И, опять неожиданно для самого себя, с пьяной решимостью он глухо, полушепотом сказал:
— Вечером… я приду.
Она прикрыла глаза и улыбнулась. Потом, чуть открыв, словно в помощь не только, не просто кокетливой улыбке, поглядела в самую душу, еще дала отведать сладкого хмеля, снова опустила длинные темные ресницы и… заговорщицки кивнула головой.
9
Он был женат, это правда.
Однако правдой было и то, о чем Леня еще никому, даже выпив, не проговорился, — он и до сих пор сам не мог понять, любит он свою Алесю по-настоящему или нет, любовь это или просто так… Тогда, после того как похоронили Сережу, она так плакала, когда они с Леней пошли просекой и остались одни в сыром полумраке сумерек.
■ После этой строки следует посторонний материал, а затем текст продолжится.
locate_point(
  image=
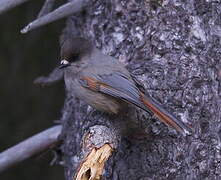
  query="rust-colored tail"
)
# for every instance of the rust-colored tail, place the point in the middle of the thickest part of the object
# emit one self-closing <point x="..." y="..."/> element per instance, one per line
<point x="164" y="115"/>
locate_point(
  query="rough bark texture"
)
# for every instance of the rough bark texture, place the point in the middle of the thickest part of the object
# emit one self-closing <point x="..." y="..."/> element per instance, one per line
<point x="173" y="47"/>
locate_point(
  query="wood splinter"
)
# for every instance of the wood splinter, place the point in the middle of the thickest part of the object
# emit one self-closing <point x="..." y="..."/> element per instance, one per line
<point x="97" y="146"/>
<point x="92" y="166"/>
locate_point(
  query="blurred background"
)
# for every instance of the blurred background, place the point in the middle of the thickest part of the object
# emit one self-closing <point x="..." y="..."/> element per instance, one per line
<point x="26" y="109"/>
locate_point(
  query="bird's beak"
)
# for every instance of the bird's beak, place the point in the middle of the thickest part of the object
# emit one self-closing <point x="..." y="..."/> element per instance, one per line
<point x="64" y="63"/>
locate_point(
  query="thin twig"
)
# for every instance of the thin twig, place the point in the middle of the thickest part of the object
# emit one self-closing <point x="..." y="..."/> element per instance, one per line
<point x="46" y="8"/>
<point x="59" y="13"/>
<point x="6" y="5"/>
<point x="29" y="147"/>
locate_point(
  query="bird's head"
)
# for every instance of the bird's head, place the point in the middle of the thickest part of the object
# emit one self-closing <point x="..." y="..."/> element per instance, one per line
<point x="73" y="49"/>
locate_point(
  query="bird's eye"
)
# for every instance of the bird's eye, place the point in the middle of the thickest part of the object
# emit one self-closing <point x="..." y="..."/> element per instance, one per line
<point x="74" y="58"/>
<point x="64" y="63"/>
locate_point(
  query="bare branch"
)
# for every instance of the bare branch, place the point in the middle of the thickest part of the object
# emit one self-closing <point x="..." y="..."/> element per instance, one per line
<point x="47" y="7"/>
<point x="29" y="147"/>
<point x="98" y="144"/>
<point x="55" y="76"/>
<point x="6" y="5"/>
<point x="59" y="13"/>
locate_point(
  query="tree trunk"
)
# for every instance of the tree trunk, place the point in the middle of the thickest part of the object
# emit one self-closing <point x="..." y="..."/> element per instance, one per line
<point x="173" y="47"/>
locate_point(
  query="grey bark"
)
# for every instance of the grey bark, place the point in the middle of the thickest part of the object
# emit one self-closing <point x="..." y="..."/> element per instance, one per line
<point x="173" y="47"/>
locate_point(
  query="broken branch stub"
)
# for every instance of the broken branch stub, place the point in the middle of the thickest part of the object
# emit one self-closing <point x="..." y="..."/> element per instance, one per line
<point x="97" y="146"/>
<point x="59" y="13"/>
<point x="6" y="5"/>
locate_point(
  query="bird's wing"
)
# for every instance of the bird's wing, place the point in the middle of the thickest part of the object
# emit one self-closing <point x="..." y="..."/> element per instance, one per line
<point x="116" y="84"/>
<point x="123" y="87"/>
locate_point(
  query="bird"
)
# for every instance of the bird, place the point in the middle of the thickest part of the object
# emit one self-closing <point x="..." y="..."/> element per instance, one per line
<point x="104" y="83"/>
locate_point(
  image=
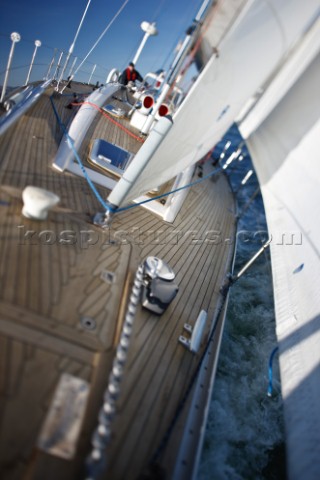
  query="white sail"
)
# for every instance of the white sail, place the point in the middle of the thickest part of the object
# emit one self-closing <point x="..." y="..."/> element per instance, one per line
<point x="257" y="42"/>
<point x="285" y="151"/>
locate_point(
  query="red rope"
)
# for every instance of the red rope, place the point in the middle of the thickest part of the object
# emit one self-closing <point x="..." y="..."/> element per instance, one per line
<point x="139" y="139"/>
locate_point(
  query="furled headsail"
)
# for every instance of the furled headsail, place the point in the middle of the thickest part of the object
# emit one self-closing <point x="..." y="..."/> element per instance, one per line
<point x="253" y="41"/>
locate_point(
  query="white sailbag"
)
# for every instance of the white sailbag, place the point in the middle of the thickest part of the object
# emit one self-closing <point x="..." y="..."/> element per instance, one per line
<point x="251" y="50"/>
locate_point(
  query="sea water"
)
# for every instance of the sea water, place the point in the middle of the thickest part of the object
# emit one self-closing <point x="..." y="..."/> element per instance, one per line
<point x="245" y="434"/>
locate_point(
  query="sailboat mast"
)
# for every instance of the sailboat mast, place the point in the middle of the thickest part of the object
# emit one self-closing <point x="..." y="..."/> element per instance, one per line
<point x="174" y="70"/>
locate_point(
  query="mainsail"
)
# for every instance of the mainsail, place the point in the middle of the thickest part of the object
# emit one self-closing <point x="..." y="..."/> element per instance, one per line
<point x="285" y="150"/>
<point x="253" y="47"/>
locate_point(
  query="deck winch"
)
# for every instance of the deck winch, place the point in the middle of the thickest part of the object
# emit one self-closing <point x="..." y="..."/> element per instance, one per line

И он был до слез, до боли сердца опечален. И ему было очень жаль эту черненькую, смышленую и такую, оказывается, еще беспомощную девочку. И он обнял ее, когда она по-детски, как к старшему брату, приткнулась бессильной наболевшей головкой к тронутому холодной сыростью сукну его шинели. Было бы так хорошо и осталось бы в памяти на всю жизнь, если б все кончилось на тех почти братских, чистых поцелуях!.. Но им это так понравилось, что вскоре, при третьей встрече, они оступились…
Алеся его любила. Со всей ясностью он увидал это в ту ночь, когда они стали родными. Как она плакала во тьме пустой, запертой изнутри землянки семейного лагеря, как горячо целовала его, вперемежку со слезами, тихо, от всего сердца, смеялась, восторженно, горячо шепча у самых его губ, у глаз: «И навсегда ты мой, я твоя — навсегда!..»
А он, счастливый, усталый победитель, уже и тогда, на ее девичьей подушке, почувствовал какой-то холод и стыд, вернее — неловкость, что вышло все это так просто, даже слишком просто, именно с ней, Алесей, Сережиной сестрой…
Это ощущение — где-то далеко, чуть слышно, но болезненно — звучит в душе и теперь. Словно некий укор.
Он и женился-то на ней, не видя другого выхода, и в душе гордился своей порядочностью. За двенадцать лет совместной жизни она успела осчастливить его милой, как первый полевой букет, девочкой, затем бойким мальчишкой — сыном! — окончила заочно финансовый техникум, отлично работая, сперва в райкоммунхозе, покуда они жили в районном центре, а теперь, третий год, в колхозной конторе. Все шло ладно и в доме и в семье. И она по-прежнему любила его, верила своему Лене и не подозревала, должно быть, что ему всего этого мало…
Иногда он счастливо и как бы с удивлением открывал, что она у него такая хорошая, милая, настоящая, и он с особенной, словно виноватой нежностью целовал ее, по-юношески что-то нашептывал ей, точно прося у нее и… у самого себя прощения. Однако жило в нем и другое.
Как было бы чудесно, думал он довольно часто, если б она была не такая обыкновенная, если б он не только уважал ее, но и любил всей душой, с неостывающим волнением!.. Однако стать другой Алеся не могла. Дети, работа, неприятности, годы…
43
«Говорим: трудно — и все-таки любим» (польская поговорка).